Editor's noteThis story was updated on Friday, Sept. 24 to remove portions about a possible expansion. City notes on the matter were not correct.

During the Tuesday night Mason City Council meeting, Mason City Administrator Aaron Burnett took time out to expand on his monthly report and offer some trends headed in the right direction.

According to his report, average daily rates for hotels in the area are starting to tick back up, though occupancy rates across town are still lagging. He then went on to mention that the Mason City Police Department is putting in an "extra effort" to make new officer hires as expediently as possible as the agency has experienced what it considers to be staffing issues.

A new Big Blue

Before the year is up, Mason City residents can expect to see an overhauled dock at Lester Milligan Park's Big Blue

That's according to Mason City Operation and Maintenance Manager Bill Stangler who recommended that the council approve a $14,000 bid from Watters Construction of Mason City to replace the wood on the dock.

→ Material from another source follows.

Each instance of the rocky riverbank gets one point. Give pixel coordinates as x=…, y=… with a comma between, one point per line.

While discussing the item, Fourth Ward Council Member John Jaszewski asked Stangler what the time frame for the work would be.

"It will be done late fall," Stangler said. In his letter to Burnett, found in the meeting packet, Stangler wrote that funding is coming from capital improvements.

Big Blue dock - Mason City

Garret Willemsen, 11, of Rockford, spends some time "magnet fishing" near the dock at Big Blue on Tuesday afternoon. Willemsen explained a magnetic disk at the end of the line will pick up metal objects from the floor of the water. He said he hasn't found anything too cool yet, but he plans to keep looking.

Continuing with abatements

For about $3,750, the city will soon clear another nuisance property off its rolls with the purchase of a building at 1422 North Hampshire Place.

According to Director of Development Services Steven Van Steenhuyse, the property has been abandoned and dilapidated for more than a year and the current owner is unable to stabilize or rehab the home on their own. So the city is purchasing the property from the owner and then soliciting bids from local demolition contractors.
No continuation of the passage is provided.